Di fronte a questi allarmi non bisogna rassegnarsi, ma servono – prosegue la Coldiretti – interventi di manutenzione, risparmio, recupero e riciclaggio delle acque con le opere infrastrutturali del piano irriguo nazionale previsto dalla Finanziaria, campagne di informazione ed educazione sull’uso corretto dell’acqua, un impegno per la diffusione di sistemi di irrigazione a basso consumo, ma anche ricerca e innovazione per lo sviluppo di coltivazioni a basso fabbisogno idrico come l’arachide sperimentata dalla Coldiretti.
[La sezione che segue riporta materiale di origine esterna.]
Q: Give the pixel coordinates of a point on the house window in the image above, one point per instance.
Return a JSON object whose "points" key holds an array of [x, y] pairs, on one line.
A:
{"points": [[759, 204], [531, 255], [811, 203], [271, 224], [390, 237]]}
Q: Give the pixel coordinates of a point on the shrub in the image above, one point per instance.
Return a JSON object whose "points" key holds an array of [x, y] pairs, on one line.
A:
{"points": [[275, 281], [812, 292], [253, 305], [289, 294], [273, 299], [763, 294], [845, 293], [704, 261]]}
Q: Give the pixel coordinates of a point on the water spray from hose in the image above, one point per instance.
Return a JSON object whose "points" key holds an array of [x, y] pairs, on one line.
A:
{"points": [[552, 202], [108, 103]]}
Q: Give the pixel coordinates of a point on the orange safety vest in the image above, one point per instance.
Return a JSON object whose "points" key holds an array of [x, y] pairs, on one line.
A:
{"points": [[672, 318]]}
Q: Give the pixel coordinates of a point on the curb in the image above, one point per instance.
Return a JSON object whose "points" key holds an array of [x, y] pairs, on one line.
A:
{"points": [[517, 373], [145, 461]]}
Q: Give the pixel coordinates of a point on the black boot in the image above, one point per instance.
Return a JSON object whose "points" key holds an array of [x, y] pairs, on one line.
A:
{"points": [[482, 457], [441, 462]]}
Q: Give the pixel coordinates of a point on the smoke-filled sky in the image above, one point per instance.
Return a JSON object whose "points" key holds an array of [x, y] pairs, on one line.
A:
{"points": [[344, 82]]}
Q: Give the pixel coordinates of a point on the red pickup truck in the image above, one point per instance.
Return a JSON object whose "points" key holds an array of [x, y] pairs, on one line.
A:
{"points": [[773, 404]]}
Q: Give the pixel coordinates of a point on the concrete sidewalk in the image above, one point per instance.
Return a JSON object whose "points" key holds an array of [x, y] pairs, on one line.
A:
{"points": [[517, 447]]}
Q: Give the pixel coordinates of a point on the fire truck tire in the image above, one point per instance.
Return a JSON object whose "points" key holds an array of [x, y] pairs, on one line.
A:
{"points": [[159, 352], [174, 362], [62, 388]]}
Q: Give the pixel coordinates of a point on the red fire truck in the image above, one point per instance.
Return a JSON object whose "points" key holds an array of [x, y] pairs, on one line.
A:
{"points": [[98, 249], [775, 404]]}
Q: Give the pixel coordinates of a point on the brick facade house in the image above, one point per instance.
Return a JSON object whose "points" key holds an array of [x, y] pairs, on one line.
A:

Un impegno che va accompagnato – conclude la Coldiretti – da una maggiore decisione nel raggiungimento degli obiettivi fissati per il nostro Paese dal protocollo di Kyoto anche con lo sviluppo di alternative energetiche come i biocarburanti ottenuti dalle coltivazioni agricole, per ridurre l’impatto dei gas ad effetto serra dei combustibili fossili.